Inside: When I’m asked what foods help lower blood pressure, I explain that the strongest connection is in how foods come together in a mostly plant-based diet. Strategies to create such a diet are important for preventing and treating hypertension… including for people dealing with both high blood pressure and cancer.
The U.S. Surgeon General has issued an urgent call to action about the toll from uncontrolled high blood pressure. And helping people shape a heart-healthy diet that’s right for them has to be part of our response.
Quiz Question: Of the many potential strategies for a heart-healthy diet, if you had to pick which eating habits to change to reduce high blood pressure, which two or three are most important?

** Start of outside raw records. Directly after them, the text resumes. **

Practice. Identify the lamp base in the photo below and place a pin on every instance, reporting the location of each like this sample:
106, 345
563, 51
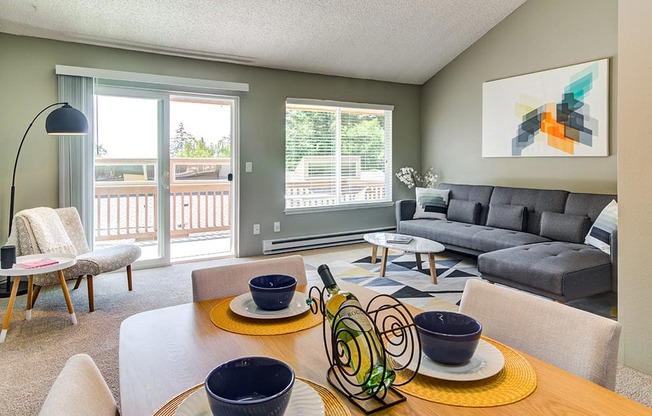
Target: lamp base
5, 288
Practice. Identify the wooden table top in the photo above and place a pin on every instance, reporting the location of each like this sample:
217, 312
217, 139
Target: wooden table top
166, 351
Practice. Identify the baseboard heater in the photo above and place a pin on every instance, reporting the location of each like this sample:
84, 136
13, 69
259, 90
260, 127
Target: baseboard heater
284, 245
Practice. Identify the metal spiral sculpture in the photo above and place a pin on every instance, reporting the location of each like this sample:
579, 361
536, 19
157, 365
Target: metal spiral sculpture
393, 325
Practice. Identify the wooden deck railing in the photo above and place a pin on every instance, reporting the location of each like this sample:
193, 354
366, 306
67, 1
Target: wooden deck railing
200, 198
129, 210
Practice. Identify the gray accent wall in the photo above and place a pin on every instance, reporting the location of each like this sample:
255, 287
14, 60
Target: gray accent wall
540, 35
634, 191
28, 83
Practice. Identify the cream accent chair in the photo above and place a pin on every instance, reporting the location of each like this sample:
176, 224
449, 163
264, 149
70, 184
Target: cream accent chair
577, 341
89, 263
79, 390
233, 279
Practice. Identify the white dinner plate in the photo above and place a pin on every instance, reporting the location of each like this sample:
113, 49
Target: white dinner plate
304, 401
244, 305
486, 362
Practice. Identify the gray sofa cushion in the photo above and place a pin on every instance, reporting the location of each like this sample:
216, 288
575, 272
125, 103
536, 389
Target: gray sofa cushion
564, 227
464, 211
478, 238
510, 217
473, 193
537, 201
590, 205
564, 271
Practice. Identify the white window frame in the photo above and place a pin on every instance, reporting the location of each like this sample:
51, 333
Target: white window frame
343, 205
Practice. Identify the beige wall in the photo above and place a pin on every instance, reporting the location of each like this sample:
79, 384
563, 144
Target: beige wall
28, 84
540, 35
634, 173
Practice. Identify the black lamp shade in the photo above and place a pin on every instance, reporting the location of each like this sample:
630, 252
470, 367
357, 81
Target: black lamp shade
66, 121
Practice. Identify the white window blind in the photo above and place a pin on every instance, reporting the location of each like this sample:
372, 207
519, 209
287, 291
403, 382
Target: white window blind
336, 154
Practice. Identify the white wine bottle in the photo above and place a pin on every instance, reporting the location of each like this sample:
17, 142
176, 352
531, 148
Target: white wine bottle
364, 350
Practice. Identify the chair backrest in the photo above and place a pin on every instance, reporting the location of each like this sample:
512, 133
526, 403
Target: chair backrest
80, 390
577, 341
233, 279
72, 224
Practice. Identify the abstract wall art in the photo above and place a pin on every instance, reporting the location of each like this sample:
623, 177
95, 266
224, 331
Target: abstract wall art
560, 112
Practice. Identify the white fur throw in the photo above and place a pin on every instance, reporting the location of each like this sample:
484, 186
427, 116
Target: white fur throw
48, 230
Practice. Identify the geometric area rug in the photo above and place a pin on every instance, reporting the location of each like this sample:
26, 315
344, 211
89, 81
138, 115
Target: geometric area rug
404, 281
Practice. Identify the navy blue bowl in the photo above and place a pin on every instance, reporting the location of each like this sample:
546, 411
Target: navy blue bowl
272, 291
448, 337
252, 386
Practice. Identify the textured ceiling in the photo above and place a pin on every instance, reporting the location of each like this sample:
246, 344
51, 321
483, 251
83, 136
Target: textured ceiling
402, 40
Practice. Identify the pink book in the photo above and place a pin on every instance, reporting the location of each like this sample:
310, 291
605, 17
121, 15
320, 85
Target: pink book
37, 263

Actually, that question about best strategies is a trick question. – Research has identified multiple changes in eating habits that can reduce blood pressure and promote vascular health. Some seem to have a stronger influence than others. But picking which are most important for any individual needs to consider that individual’s starting point (which habits are furthest from recommendations). And you need to consider that healthy eating strategies may differ in effectiveness because of genetic and health differences, and factors that make some strategies an easier fit with lifestyle and personal preferences.
Let’s explore the research options for making choices about foods that help high blood pressure….
Call to Action on High Blood Pressure
Almost 1 in 2 US adults has hypertension, according to the latest statistics. Blood pressure is under control in only 1 in 4 of those people, with a decline seen between 2013 and 2018—well before all the challenges posed by COVID-19.
“I don’t want us to ever forget the tragedy of over 200,000 people who have died due to COVID-19…. but I also don’t want us to turn a blind eye to the more than 500,000 people who will die this year due to uncontrolled high blood pressure.” – U.S. Surgeon General Jerome M. Adams, MD, MPH
- In 2018, nearly half a million deaths in the United States included hypertension as a primary or contributing cause.
- Nearly half of adults in the United States (108 million, or 45%) have hypertension defined as a systolic blood pressure ≥130 mm Hg or a diastolic blood pressure ≥80 mm Hg or are taking medication for hypertension.
- Only about 1 in 4 adults (24%) with hypertension have their condition under control (defined as < 130/80). Less than half (44%) even reached under 140/90.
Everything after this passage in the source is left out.